Importing packages

In [1]:
import pandas as pd
from sklearn.model_selection import train_test_split
from sklearn.metrics import mean_squared_error, mean_absolute_error
from sklearn.linear_model import LinearRegression
from sklearn.ensemble import RandomForestRegressor

Preparing the data

  • Opening file
  • Normalising data
  • Dividing into train and test datasets
In [2]:
df = pd.read_csv("kc_house_data.csv").set_index('id')
df['date'] = df['date'].apply(lambda x: int(x.split('T')[0]))
df.astype('float')

norm_df = (df - df.mean()) / df.std()
label = norm_df.pop('price')

train, test, labels_train, labels_test = train_test_split(norm_df, label, train_size=0.80)

train.columns
Out[2]:
Index(['date', 'bedrooms', 'bathrooms', 'sqft_living', 'sqft_lot', 'floors',
       'waterfront', 'view', 'condition', 'grade', 'sqft_above',
       'sqft_basement', 'yr_built', 'yr_renovated', 'zipcode', 'lat', 'long',
       'sqft_living15', 'sqft_lot15'],
      dtype='object')

Creating random forest and linear regression models

  • Fitting the model
  • Predicting test data
In [3]:
def classifier(model):
    model.fit(train, labels_train)
    pred = model.predict(test)
    print(f"MSE: {mean_squared_error(pred, labels_test)}, MAE: {mean_absolute_error(pred, labels_test)}")
    return (model, pred)
In [4]:
model_rf, pred_rf = classifier(RandomForestRegressor(n_estimators = 100, random_state = 0))
model_lin, pred_lin = classifier(LinearRegression())
MSE: 0.12002199092384985, MAE: 0.18138663507142141
MSE: 0.26549235700713747, MAE: 0.33627265919543226

LIME decomposition of one observation

  • Taking two observations from test dataframe and their predictions
  • Generationg LIME decompositions
In [5]:
import lime
import lime.lime_tabular

explainer = lime.lime_tabular.LimeTabularExplainer(train, 
                                                   mode='regression',
                                                   feature_names=train.columns,
                                                   discretize_continuous=False
                                                  )

def exp_rf_inst(i):
    exp = explainer.explain_instance(train.iloc[i], model_rf.predict)
    exp.show_in_notebook(show_table=True, show_all=False)
In [6]:
exp_rf_inst(10)

In 10th observation we can see, that the most positive variables are sqft_living, lat and grade, with 0.27, 0.25 and 0.2 respectively.
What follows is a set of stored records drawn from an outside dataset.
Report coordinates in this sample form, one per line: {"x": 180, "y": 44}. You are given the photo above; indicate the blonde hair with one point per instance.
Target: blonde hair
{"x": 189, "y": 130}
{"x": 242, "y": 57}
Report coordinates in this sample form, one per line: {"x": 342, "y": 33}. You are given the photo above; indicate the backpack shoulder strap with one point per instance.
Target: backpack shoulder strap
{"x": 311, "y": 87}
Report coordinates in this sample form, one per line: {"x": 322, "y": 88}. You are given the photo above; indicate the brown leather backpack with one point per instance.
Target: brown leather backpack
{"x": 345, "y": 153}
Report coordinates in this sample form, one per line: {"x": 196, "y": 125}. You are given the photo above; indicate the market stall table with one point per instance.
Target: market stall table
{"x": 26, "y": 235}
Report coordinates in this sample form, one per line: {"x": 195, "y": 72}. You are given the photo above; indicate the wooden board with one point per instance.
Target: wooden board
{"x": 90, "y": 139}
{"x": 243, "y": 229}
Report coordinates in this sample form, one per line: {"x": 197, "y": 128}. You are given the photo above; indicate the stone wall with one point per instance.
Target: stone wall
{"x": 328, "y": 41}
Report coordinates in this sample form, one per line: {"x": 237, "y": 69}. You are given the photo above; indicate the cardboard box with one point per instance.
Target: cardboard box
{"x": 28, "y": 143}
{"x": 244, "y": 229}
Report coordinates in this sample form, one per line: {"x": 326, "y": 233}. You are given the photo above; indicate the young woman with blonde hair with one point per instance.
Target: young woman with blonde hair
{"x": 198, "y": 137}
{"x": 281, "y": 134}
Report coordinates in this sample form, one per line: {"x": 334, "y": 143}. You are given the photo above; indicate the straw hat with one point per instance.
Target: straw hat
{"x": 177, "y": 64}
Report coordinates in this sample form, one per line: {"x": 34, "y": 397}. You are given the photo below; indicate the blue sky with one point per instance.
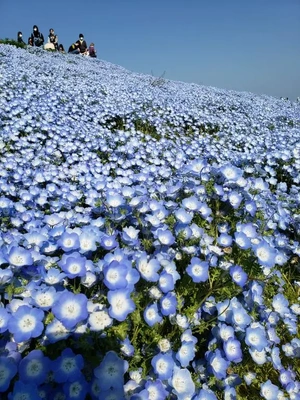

First negative variable is long with -0.09. That means that sqft_living and lat counts nearly exactly the same.

In [7]:
exp_rf_inst(100)

In 100th observation we can see, that the most positive variables are sqft_living, lat and grade, with 0.27, 0.26 and 0.19 respectively. First negative variable is long with -0.1. That means that sqft_living and lat counts nearly exactly the same, and is very close to explanation for 10th observation.

In [8]:
exp_rf_inst(1000)

In 1000th observation we can see, that the most positive variables are sqft_living, lat and grade, with 0.28, 0.26 and 0.19 respectively. First negative variable is long with -0.11. That means that sqft_living and lat counts nearly exactly the same. Sqft_living and lat are same as with 100th observation.

After comparing 3 observations: the answers are stable. First 4 (most important) variables are nearly the same in all 3 observations. First negative is always long with stable explanation.

LIME comparison between linear regression and random forest models

In [9]:
def exp_lin_inst(i):
    exp = explainer.explain_instance(train.iloc[i], model_lin.predict)
    exp.show_in_notebook(show_table=True, show_all=False)
In [10]:
exp_lin_inst(10)

First 5 most important variables are grade, lat, sqft_living, sqft_above and yr_built with 0.3, 0.23, 0.21 and -0.21 respectively. Let's recall explanation for random forest model.

In [11]:
exp_rf_inst(10)

There are many differences between LIME decompositions between models for 10th observation. Biggest difference is in sqft_above, which is negligible negative in random forest, but large value in linear model.

Lime explanation was very stable on all observation in one model, but very different between models.

In [ ]: